We shook his hand, took a final selfie all together and quite unexpectedly Simon asked if we wanted a book of his. He extended his hand toward me, in which he was holding the book. I nodded, and Simon passed me the book, which was a book written by him
“Together is Better: A Little Book of Inspiration,”
hand-signed by the author himself. Right after we said the final goodbye to each other and parted our ways.
The whole situation took us no more than 15 minutes, but the emotions that mom and I experienced that day continue to put smiles on our faces and make us want to jump 4 days after.
While analyzing the whole interaction, I realized that during the situation I was able to practice an important leadership technique. Whether this is the first time you are learning about this, or you have already known about it for a while, I hope this article acts as a reminder — you do possess the qualities of a good leader. Check out Simon Sinek’s talks below where he defines the qualities of a “good leader.”
HERE IS THE LEADERSHIP LESSON I LEARNED WHILE RANDOMLY MEETING SIMON SINEK.
Well… not exactly learned because I have heard of it before.

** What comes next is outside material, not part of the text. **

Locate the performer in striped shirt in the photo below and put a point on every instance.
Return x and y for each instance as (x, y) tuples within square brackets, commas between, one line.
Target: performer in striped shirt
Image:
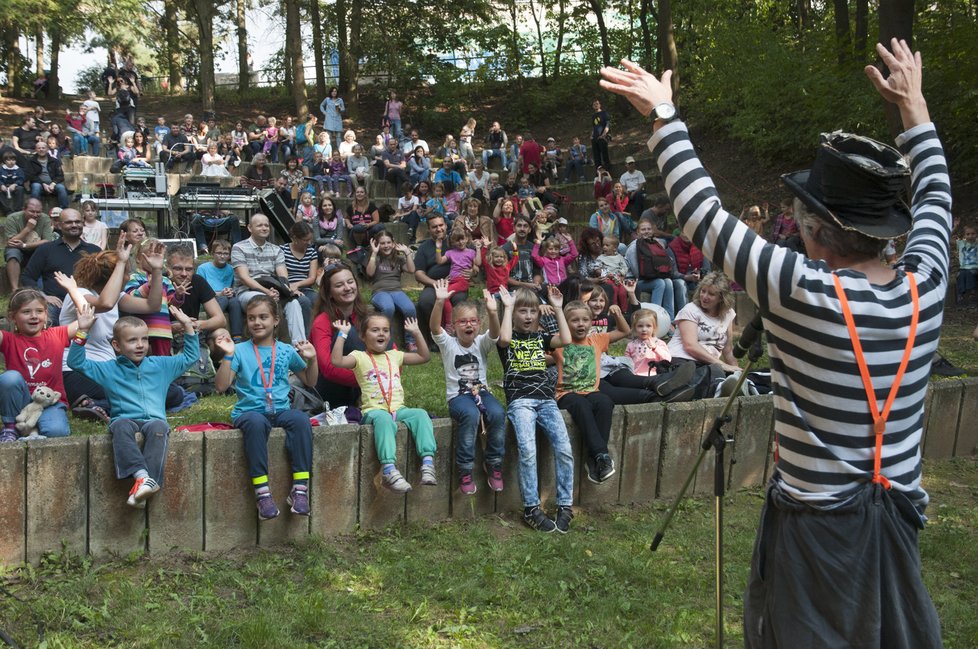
[(836, 561)]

The first time I approached this leadership concept was while watching an episode of “House of Cards,” a popular TV show depicting the rally for power within the U.S. government. In that episode, Frank Underwood, the protagonist of the show, explains why he often taps his knuckle on wood. Below, you will see a picture which mentions Frank’s direct quote. Frank’s explanation is a metaphor for the process of achieving success, which is built upon a combination of:
1) Preparation — strengthening his knuckles in case Frank ever needed to get into a fight.
2) Luck — being present at the right place, at the right time.
Once I thought of this concept, I was able to immediately relate it to mom and I meeting our idol, Simon.
1. When it comes to being lucky, mom and I could have gone to a different diner or skipped breakfast all together, but we ended up at the right place, at the right time.
2. On the other hand, we faced the preparation factor. I have realized the importance of being ready to act when the “right” moment strikes out.
Throughout most of our lives, mom and I felt self-conscious and insecure about ourselves. Both of us grew up in an environment where we were often told we must do what we are told to without hesitation, without putting up a fight to stand for what we believe is the right. One day, we decided that this lifestyle was not for us. Once we came to the United States, we chose to challenge ourselves and relearn our values and stand strong protecting those values.
One way to overcome our insecurities was to learn public speaking, which each time was likely to be judgmental toward our presence on stage. This experience has taught both of us to avoid paying close attention to certain types of criticism and concentrate on the end goal.
This is the moment of the article when we make a final come back to my story and reflect. Mom and I were lucky to notice Simon walking by us. Yet, if not for our enthusiasm to meet him, ability to ignore the crowd at the restaurant judging us for the way we acted and disregarding a voice in my head which quietly said not to approach Simon because he may just have been too busy to talk to us, we would never have had the opportunity to shake his hand, exchange a few words with each other, and experience an incredible feeling of accomplishment we have as a result.
Preparation and Luck play an important role in our lives. The combination of both has led mom and I to creating memories which will last a lifetime and will continue to influence our choices as leaders.
Thank you for everything you do, Simon. Keep up the good work!